In 1838, Abraham Lincoln celebrated the rule of law before the Young Men's Lyceum of Springfield, Illinois, and linked it to the perpetuation of American liberties and American political institutions:
'Let every American, every lover of liberty, every well wisher to his posterity, swear by the blood of the Revolution never to violate in the least particular the laws of the country; and never to tolerate their violation by others. As the patriots of seventy-six did to the support of the Declaration of Independence, so to the support of the Constitution and Laws let every American pledge his life, his property, and his sacred honor; let every man remember that to violate the law is to trample on the blood of his father, and to tear the character of his own and his children's liberty. Let reverence for the laws be breathed by every American mother to the lisping babe that prattles on her lap - let it be taught in schools, in seminaries, and in colleges - let it be written in primers, spelling books, and almanacs - let it be preached from the pulpit, proclaimed in legislative halls, and enforced in courts of justice.'
My colleagues we have been sent here to strengthen and defend the rule of law - not to weaken it, not to attenuate it, not to disfigure it while seeking an extra-legal and extra-constitutional solution to the threat posed to the Republic by a presidential perjurer.

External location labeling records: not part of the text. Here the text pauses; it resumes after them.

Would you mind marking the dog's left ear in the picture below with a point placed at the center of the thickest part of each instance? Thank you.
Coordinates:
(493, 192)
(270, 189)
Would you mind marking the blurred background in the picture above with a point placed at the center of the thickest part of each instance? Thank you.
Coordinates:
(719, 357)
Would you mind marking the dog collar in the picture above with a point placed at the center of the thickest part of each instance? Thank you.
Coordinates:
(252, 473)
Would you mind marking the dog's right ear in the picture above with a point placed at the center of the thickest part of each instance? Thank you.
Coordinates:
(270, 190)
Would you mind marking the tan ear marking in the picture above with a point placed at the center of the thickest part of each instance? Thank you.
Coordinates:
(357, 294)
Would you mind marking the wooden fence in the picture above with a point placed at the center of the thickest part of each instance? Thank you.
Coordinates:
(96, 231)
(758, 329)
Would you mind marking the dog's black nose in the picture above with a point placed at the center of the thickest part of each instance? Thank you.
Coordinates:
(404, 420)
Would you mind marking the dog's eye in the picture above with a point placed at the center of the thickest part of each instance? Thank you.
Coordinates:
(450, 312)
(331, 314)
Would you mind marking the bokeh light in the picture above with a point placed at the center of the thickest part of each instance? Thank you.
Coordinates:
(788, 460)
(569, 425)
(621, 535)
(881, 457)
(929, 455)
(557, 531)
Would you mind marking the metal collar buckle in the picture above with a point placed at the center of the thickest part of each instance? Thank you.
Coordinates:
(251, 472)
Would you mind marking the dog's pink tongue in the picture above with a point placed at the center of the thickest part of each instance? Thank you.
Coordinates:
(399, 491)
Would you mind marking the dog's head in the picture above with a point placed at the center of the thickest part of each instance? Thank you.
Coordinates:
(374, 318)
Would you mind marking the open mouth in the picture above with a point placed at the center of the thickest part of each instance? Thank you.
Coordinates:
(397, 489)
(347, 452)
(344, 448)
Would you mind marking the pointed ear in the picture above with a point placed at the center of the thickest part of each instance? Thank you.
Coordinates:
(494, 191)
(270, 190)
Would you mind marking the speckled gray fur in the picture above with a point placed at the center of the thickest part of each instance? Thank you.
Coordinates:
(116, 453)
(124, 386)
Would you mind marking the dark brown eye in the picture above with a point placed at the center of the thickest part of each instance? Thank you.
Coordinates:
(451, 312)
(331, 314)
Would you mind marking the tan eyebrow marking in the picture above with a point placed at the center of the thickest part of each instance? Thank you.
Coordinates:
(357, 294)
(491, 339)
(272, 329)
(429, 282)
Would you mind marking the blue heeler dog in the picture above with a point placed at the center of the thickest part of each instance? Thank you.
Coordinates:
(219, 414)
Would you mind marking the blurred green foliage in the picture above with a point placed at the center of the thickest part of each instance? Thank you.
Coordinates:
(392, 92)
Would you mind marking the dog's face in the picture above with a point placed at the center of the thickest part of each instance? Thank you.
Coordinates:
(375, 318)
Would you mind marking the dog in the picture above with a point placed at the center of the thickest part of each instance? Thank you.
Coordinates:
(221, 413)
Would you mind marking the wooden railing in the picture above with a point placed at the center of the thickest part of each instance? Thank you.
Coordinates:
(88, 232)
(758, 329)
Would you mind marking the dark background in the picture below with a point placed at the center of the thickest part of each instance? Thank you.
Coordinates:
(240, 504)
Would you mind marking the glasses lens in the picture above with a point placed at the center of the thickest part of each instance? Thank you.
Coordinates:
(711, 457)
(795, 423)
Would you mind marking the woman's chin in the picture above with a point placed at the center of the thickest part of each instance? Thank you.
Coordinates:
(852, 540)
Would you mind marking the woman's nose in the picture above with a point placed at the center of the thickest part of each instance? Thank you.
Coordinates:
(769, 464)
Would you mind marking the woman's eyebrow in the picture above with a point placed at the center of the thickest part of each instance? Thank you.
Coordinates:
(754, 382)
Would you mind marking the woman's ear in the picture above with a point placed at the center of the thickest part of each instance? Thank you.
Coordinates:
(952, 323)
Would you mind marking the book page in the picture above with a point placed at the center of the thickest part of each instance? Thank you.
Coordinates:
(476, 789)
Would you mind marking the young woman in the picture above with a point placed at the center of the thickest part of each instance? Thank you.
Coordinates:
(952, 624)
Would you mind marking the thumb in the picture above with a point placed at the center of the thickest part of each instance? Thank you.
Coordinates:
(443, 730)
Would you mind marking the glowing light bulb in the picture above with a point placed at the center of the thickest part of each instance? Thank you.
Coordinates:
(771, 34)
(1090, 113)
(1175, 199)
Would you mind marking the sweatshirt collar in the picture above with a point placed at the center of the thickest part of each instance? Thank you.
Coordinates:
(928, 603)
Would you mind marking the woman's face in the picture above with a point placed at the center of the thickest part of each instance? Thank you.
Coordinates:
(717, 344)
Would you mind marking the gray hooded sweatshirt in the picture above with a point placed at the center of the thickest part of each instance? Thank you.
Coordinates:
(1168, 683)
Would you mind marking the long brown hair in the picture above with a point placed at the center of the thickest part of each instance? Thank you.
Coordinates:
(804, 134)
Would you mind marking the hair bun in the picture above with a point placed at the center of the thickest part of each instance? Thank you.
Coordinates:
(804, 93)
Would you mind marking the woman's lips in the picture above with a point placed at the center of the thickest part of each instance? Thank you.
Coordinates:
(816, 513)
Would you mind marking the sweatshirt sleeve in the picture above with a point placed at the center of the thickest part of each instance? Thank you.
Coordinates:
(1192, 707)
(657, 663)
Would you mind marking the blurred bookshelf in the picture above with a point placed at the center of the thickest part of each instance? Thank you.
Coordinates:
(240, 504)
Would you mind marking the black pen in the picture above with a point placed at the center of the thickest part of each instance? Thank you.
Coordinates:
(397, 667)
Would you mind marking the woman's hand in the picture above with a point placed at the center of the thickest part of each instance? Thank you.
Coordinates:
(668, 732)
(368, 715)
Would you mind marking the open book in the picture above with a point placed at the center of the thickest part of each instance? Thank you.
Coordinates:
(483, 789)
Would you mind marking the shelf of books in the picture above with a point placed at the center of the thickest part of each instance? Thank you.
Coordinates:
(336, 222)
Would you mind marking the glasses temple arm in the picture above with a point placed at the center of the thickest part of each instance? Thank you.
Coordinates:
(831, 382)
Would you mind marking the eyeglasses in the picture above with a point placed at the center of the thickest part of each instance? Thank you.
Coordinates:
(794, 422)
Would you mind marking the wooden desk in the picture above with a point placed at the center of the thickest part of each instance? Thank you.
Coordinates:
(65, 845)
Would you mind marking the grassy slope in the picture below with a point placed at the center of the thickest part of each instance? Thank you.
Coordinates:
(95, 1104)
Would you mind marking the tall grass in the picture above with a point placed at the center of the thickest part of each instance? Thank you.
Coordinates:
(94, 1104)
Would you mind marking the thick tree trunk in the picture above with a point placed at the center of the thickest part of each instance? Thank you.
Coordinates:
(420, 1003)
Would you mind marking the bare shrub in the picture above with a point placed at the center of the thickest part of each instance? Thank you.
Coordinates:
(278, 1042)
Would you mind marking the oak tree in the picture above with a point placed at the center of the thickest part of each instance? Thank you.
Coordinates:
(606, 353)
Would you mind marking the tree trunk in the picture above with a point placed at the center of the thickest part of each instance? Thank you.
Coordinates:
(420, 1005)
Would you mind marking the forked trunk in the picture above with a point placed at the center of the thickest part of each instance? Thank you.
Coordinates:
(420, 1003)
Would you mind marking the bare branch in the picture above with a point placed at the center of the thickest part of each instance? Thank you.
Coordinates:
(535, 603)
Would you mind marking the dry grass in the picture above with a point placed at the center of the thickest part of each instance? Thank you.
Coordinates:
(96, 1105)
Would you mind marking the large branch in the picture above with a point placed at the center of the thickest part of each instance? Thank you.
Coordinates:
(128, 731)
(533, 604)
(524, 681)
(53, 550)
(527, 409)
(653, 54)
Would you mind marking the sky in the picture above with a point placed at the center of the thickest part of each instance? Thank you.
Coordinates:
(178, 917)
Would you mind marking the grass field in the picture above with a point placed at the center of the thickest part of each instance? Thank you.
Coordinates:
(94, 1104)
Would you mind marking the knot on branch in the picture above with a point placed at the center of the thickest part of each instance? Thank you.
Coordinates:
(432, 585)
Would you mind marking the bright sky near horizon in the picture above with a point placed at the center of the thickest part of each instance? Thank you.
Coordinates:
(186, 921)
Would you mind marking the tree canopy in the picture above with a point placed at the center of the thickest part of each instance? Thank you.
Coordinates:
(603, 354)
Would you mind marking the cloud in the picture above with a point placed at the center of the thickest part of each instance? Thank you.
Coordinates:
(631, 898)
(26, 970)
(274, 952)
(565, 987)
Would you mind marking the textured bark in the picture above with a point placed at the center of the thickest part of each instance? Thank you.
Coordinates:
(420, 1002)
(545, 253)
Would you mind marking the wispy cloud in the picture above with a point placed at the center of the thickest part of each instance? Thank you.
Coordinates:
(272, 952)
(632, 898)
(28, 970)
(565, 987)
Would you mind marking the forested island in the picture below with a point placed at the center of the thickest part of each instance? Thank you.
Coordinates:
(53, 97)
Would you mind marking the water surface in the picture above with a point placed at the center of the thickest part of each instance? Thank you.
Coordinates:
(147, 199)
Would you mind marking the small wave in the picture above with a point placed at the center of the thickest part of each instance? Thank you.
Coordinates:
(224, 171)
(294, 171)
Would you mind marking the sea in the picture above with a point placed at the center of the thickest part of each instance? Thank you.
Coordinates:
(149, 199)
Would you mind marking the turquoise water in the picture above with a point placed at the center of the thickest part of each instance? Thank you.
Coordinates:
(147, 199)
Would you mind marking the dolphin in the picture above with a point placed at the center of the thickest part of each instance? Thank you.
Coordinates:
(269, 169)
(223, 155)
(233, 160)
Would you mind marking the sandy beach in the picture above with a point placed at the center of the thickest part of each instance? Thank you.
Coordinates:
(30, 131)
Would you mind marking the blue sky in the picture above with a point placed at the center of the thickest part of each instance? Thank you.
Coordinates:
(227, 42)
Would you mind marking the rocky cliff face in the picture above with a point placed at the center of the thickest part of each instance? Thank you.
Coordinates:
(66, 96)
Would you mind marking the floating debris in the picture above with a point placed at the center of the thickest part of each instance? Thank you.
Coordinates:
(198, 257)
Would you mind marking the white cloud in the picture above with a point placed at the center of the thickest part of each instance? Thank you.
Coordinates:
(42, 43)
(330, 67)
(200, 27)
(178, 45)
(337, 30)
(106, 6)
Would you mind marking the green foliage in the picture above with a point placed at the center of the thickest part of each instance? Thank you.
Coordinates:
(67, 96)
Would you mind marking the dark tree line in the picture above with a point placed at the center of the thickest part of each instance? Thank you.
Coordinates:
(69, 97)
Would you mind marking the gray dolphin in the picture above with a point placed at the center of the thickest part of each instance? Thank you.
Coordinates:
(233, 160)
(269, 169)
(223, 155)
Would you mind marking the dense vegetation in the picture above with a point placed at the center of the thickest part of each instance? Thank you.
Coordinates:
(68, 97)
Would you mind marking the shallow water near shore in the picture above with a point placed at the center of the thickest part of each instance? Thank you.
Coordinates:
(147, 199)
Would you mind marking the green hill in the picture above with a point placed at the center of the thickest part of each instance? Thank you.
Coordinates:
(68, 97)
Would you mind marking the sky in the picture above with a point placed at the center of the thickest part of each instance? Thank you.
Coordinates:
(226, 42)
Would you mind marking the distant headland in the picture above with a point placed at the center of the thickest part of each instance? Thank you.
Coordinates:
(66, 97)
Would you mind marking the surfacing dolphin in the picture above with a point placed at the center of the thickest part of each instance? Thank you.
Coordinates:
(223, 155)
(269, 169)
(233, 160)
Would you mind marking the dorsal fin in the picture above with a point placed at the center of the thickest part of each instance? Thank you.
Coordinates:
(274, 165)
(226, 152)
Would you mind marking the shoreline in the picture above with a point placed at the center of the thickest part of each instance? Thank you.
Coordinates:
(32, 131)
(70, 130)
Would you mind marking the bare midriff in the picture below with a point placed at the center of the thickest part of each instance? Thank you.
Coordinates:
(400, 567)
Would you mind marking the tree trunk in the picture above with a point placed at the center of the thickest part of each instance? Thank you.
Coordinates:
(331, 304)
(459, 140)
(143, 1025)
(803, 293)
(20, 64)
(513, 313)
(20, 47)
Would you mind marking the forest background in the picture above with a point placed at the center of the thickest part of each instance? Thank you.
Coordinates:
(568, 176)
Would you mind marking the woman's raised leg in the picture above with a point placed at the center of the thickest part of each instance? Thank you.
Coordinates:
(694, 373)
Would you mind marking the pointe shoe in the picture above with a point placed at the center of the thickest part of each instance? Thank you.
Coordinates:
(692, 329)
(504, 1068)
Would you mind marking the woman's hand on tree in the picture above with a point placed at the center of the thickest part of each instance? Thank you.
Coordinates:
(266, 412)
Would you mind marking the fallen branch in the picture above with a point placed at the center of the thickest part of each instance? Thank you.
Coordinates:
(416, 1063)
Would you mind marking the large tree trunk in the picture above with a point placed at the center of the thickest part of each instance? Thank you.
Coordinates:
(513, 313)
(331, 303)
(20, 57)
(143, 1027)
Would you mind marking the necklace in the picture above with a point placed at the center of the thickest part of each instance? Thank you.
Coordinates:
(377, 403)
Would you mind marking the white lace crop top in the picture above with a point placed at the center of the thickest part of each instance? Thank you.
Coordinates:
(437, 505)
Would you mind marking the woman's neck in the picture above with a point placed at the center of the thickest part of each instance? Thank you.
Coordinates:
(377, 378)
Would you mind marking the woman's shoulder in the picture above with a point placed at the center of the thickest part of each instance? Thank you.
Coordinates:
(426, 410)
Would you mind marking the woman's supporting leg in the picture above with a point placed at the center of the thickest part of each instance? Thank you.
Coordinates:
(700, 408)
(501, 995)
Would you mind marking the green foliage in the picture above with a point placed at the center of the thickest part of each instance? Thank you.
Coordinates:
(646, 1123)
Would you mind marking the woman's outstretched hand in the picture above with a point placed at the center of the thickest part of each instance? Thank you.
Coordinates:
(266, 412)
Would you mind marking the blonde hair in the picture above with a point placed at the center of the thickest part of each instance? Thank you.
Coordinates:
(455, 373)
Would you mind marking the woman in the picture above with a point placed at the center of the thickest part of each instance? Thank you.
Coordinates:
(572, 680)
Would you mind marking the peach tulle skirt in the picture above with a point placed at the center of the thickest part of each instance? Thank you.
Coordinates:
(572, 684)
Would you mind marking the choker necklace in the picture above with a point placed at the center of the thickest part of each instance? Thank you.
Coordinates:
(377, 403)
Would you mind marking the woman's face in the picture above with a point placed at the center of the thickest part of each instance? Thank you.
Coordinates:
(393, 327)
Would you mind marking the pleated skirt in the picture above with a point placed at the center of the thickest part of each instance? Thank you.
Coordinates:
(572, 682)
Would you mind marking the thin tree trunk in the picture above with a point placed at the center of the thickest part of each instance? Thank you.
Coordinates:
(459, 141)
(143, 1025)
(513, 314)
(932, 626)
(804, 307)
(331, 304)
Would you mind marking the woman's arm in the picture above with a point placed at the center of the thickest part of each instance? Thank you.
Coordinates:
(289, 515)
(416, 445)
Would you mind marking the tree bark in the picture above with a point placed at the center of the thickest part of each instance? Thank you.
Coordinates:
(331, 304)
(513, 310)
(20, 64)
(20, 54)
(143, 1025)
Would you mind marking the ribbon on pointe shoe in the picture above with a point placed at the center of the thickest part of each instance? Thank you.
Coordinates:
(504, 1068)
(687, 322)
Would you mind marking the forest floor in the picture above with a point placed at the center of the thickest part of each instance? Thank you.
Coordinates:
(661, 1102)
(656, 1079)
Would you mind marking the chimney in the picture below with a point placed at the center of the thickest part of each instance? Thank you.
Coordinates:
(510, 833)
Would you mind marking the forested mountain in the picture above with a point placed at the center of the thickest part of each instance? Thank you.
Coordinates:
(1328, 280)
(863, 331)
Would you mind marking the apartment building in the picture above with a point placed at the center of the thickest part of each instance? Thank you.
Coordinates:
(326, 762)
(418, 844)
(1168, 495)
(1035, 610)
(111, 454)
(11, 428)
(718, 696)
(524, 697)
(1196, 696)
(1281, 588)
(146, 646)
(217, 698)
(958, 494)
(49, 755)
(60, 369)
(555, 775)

This is not a question of perfection; it is a question of foundations.
This is not a matter of setting the bar too high; it is a matter of securing the basic structure of our freedom, which is the rule of law.
No man or woman - no matter how highly placed, no matter how effective a communicator, no matter how gifted a manipulator of opinion polls or winner of votes - can be above the law in a democracy.
That is not a counsel of perfection; that is a rock-bottom, irreducible principle of our public life."
The quotation was from Abraham Lincoln, "Address to Young Men's Lyceum of Springfield, Illinois, January 27, 1838," in Abraham Lincoln: Speeches and Writings 1832-1858 (New York: The Library of America, 1989), p. 32.